Advogado criminalista e conselheiro da Ordem dos Advogados do Brasil, seção São Paulo, Roberto Delmanto Junior afirma que a PCDF deve deixar clara a razão de G. ter sido reprovado na avaliação. Às vezes, existem outras questões da vida pregressa que pesam contra ele e que a gente não sabe. De qualquer forma, a decisão deve ser pautada pela lei. Não se pode inventar critério”, disse. Na avaliação de Delmanto, o ato infracional cometido por G. na adolescência não pode ser usado. “Pelo Estatuto da Criança e do Adolescente (ECA), o passado é apagado assim que ele completa 18 anos ou cumpre a medida socioeducativa”, explica. Segundo Delmanto, a falta
de objetividade da avaliação social do candidato também ocorre na magistratura e no MP. [A legislação penal brasileira deveria estabelecer que o 'di menor' passaria a ser penalmente responsável aos doze anos - para alguns crimes mais leves, poderia ser dada uma 'colher de chá' e maioridade penal ser atingida só aos catorze, no máximo quinze anos.

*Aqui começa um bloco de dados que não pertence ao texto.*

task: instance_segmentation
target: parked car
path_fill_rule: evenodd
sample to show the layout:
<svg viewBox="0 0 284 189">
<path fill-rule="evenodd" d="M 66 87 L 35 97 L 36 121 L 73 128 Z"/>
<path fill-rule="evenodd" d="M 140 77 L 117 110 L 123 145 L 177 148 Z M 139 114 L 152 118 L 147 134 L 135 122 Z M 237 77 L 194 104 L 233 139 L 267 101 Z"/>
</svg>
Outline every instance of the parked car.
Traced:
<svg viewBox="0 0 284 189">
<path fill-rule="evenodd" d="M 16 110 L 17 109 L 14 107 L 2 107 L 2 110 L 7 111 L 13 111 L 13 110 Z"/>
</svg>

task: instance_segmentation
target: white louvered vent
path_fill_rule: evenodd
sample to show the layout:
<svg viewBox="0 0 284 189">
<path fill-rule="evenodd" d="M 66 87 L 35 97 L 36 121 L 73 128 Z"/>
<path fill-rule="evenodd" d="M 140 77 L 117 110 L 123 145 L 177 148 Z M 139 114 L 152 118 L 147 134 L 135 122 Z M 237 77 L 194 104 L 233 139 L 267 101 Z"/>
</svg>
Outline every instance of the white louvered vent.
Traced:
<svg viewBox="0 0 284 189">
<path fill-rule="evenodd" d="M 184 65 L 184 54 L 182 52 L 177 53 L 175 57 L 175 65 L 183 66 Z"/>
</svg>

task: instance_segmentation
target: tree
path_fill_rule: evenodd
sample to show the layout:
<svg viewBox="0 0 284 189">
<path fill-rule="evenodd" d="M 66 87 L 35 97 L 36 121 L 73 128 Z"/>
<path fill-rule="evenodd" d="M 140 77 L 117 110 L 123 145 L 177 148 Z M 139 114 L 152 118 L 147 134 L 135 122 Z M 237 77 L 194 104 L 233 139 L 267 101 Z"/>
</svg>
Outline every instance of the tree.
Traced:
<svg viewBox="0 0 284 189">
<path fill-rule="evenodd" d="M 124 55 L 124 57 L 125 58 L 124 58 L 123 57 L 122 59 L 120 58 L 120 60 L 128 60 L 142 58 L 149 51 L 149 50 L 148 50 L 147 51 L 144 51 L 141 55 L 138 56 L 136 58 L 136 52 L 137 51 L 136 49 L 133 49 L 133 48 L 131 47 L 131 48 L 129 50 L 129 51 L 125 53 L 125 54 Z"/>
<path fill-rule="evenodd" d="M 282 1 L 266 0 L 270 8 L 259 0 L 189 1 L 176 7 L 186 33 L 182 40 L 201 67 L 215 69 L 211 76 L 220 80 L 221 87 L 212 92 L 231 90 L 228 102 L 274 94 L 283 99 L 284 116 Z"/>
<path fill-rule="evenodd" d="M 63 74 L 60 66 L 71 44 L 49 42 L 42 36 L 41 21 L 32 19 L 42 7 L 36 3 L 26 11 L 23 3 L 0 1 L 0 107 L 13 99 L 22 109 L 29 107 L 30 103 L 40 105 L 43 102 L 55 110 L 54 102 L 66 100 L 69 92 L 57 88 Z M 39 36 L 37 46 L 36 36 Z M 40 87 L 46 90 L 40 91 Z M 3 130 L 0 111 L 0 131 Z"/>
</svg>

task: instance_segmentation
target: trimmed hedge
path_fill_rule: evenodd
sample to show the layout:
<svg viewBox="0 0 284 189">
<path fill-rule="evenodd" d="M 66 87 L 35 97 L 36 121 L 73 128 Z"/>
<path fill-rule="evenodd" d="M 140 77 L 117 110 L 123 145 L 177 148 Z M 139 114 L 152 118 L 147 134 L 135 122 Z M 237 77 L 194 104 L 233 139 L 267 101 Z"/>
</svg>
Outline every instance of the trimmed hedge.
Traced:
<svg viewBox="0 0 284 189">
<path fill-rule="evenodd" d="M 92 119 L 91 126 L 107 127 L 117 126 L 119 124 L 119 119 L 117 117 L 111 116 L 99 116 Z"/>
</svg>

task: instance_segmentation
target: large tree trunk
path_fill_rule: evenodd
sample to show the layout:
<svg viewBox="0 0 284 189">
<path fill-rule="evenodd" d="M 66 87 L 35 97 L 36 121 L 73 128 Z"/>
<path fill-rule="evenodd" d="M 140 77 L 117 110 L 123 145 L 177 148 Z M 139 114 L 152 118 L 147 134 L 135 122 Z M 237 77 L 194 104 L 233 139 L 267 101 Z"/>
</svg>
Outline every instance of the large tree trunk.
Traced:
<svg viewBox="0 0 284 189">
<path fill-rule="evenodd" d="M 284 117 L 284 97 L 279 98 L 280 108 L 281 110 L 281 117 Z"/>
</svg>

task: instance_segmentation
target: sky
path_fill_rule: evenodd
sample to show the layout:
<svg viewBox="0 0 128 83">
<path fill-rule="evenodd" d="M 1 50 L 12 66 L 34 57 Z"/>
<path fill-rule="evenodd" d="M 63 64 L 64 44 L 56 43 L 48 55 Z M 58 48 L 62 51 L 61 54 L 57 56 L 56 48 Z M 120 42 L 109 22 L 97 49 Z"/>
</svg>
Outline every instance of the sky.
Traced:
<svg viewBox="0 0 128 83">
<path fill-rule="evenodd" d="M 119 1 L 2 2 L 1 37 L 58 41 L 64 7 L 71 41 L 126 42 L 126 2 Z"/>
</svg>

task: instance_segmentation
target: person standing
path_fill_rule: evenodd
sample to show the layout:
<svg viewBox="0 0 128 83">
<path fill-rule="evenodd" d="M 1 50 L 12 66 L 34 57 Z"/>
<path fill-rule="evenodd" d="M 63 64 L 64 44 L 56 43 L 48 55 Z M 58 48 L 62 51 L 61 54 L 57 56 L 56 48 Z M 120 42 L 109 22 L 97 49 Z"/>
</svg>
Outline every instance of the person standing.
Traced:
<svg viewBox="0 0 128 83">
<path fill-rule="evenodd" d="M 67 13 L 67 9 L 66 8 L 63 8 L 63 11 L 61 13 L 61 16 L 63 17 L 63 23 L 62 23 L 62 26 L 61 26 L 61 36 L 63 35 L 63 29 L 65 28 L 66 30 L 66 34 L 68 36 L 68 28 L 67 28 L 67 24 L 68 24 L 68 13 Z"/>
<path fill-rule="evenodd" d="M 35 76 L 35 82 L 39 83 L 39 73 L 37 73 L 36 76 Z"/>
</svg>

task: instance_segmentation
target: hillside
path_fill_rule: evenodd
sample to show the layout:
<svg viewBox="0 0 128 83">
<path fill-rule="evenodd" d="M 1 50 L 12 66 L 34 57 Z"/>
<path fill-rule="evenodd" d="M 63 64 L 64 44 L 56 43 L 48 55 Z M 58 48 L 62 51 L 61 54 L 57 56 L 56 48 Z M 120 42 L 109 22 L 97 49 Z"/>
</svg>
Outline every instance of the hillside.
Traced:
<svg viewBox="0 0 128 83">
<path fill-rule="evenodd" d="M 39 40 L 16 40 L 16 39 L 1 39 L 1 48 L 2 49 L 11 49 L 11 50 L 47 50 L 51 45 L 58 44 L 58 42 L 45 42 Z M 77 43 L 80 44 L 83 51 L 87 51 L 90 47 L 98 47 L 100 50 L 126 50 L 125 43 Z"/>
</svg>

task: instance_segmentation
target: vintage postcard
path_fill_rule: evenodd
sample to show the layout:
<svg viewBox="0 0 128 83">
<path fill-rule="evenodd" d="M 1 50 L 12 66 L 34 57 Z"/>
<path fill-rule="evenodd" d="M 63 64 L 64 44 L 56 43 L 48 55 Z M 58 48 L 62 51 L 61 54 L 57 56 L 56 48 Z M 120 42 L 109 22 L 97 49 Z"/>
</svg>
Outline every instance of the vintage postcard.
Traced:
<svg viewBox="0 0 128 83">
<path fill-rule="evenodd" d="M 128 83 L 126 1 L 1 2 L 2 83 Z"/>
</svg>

Infelizmente não é assim e os gênios que elaboraram a 'constituição cidadã' tiveram grande preocupação em dificultar ao máximo mudanças.
Diante da lei vigente a polícia civil ou qualquer outro órgão não pode criar uma punição adicional.
Pelo ato infracional que praticou - é assim que chamam os crimes cometidos por 'di menor' no Estatuto da Criança e do Adolescente - G., merecia no mínimo trinta anos de cadeia, em regime fechado.
Mas, não é assim e a Polícia Civil, Conselho Superior de Polícia, Ministério Público estão obrigado a cumprir as leis.
Nomeiem e empossem G, por uma questão de cumprimento das leis.]